Passaging was performed using mTeSR-1 supplemented 1 nM ROCK inhibitor (BD Biosciences 562822) to prevent differentiation. Both manual and chemical dissociation with Versene (Gibco 15040066) were performed for splitting. Sanger sequencing validation of genotypes from DNA (Fig. S1A and B) and cDNA (Fig. S1D) (primers listed in Table S2), as well as CNV microarray analysis (Illumina Bead Array, analysis with Genome Studio v2.0), were routinely performed on all lines to ensure no pathogenic changes or cellular contamination occurred during culturing.

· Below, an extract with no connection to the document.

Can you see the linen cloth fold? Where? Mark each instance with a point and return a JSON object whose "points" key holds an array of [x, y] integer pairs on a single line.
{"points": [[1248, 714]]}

Whole exome sequencing and analysis
Exome libraries from the genomic DNA of all participants were prepared and captured with the Agilent SureSelectXT Human All Exon 50 Mb Kit for individuals P1 & P4-P7, the Agilent SureSelectXT Clinical Research Exome kit for P3, and the TrueSeq Rapid Exome Kit for P2. Further, exome libraries were sequenced on an Illumina HiSeq or NextSeq instrument100.

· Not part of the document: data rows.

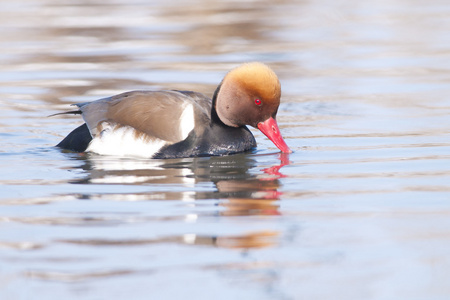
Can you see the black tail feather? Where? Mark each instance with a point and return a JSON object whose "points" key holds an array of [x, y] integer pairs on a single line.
{"points": [[78, 140], [73, 112]]}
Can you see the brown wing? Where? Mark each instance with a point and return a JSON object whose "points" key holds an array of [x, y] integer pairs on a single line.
{"points": [[157, 114]]}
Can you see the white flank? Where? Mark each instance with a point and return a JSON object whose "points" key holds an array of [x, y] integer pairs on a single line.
{"points": [[123, 142], [187, 121]]}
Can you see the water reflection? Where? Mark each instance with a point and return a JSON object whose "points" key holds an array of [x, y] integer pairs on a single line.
{"points": [[240, 188]]}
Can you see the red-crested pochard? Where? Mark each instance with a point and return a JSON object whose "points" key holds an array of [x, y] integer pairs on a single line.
{"points": [[170, 124]]}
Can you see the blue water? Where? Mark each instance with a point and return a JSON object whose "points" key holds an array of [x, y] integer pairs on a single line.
{"points": [[360, 210]]}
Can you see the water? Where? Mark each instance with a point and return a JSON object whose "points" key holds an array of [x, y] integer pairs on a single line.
{"points": [[360, 210]]}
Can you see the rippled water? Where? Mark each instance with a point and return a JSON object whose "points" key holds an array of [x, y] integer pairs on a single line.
{"points": [[360, 210]]}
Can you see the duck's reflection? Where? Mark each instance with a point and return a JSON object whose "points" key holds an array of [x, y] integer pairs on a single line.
{"points": [[242, 185]]}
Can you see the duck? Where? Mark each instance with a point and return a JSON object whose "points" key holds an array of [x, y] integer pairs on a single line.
{"points": [[178, 124]]}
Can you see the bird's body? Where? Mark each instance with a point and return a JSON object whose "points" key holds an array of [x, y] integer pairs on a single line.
{"points": [[169, 124]]}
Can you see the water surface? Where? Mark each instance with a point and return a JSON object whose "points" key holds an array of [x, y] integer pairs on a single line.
{"points": [[360, 210]]}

Reads were aligned to the human reference genome NCBI builds 37 (GRCh37) 38 (GRCh38) and 38 using Burrows-Wheeler Aligner (BWA)101. Variant calling of single nucleotide variants (SNVs) and copy number variants (CNVs) was performed using GATKv4102, VEP, and CoNIFERv0.2.2103. The average depth of coverage was calculated across all targeted regions. The data were filtered and annotated relative to the canonical THOC6 transcript (ENST00000326266.8) and protein (ENSP00000326531.8) using in-house bioinformatics software104. Variants were also filtered against public databases including the 1000 Genomes Project phase 311, Genome Aggregate Database (gnomADv3), National Heart, Lung, and Blood Institute Exome Sequencing Project Exome Variant Server (ESP6500SI-V2). Those with a minor allele frequency >3% were excluded. Additionally, variants flagged as low quality (Phred quality score <30) were excluded from the analysis. Variants in genes known to be associated with ID were selected and prioritized based on predicted pathogenicity.
Sanger sequencing
All variants discovered by WES that mapped to THOC6 (NM_024339.5) were confirmed with Sanger sequencing for each individual and respective family members who submitted samples, except for P1 where high-coverage WES of THOC6 in the proband and parents was deemed sufficient to report without Sanger confirmation. Chromatograms were analyzed using Sequencer (v5.4.6) and Geneious Prime Software (v.2022.1.1).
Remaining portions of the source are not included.